Scofield, ready to leave now, drained his whiskey, smacked his lips, and set down the glass. “All right then, Captain, we have ourselves a deal.” His left hand went into the pocket of his neat plaid shirt, from which he withdrew a blue leather checkbook. His right hand clicked the top of a ballpoint pen and held it, poised, above the top check.

“Five thousand four hundred dollars, correct?”

“Perfectly correct,” said Vargas, his heart in his mouth. Five thousand four hundred dollars would almost cover what was still owed for the Adelita ’s refitting. The pen remained poised.

Write, write, damn it!

Scofield began to scratch away at last. “Let’s round it off and say fifty-five hundred, shall we?”

“Thank you, professor.” Vargas started breathing again. They were actually closing the deal. “I do have many expenses that-”

Scofield completed the check, tore it off with just about the sweetest sound that Vargas had ever heard, but then practically stopped the captain’s heart by drawing it back across the table before Vargas could snatch it.
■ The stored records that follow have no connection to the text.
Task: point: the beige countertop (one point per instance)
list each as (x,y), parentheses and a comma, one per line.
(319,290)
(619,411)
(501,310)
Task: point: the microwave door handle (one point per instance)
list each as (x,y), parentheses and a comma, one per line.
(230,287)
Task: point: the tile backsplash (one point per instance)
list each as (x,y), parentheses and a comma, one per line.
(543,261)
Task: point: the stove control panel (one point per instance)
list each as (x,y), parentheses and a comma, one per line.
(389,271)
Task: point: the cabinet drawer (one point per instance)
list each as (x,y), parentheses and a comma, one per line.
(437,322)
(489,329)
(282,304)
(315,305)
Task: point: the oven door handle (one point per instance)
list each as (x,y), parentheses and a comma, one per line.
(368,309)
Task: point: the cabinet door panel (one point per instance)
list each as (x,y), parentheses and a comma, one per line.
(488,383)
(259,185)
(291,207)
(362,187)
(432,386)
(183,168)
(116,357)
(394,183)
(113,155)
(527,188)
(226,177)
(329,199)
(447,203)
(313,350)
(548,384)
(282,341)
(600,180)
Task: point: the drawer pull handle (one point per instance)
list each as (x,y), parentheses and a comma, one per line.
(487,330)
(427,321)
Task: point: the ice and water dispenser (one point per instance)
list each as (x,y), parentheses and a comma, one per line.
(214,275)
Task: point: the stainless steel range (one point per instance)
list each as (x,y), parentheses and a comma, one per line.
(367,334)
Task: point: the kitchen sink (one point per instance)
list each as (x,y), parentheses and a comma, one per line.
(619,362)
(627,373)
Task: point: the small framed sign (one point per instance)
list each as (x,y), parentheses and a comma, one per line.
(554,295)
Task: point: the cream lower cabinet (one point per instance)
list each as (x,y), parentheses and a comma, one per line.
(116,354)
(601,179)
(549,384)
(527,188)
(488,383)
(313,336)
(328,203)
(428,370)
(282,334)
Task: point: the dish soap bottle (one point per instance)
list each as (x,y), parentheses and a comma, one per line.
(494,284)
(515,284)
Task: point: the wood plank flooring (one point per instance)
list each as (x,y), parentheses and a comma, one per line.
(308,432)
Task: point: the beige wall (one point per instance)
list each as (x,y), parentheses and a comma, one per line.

Now what? “Is something wrong?” he said, managing what he hoped was a smile.

“I wonder, Captain,” Scofield said slowly, gently waving the check, “if you would be interested in earning an additional five thousand dollars?”

Vargas’s heart started up again. At about a hundred beats a minute. “You’re thinking about another cruise?”

“No, not another cruise. Something more in the nature of a simple favor on this one. No additional trouble on your part at all.” He leaned closer, smiling. “I have a proposition in which I think you might be interested, Captain Vargas.”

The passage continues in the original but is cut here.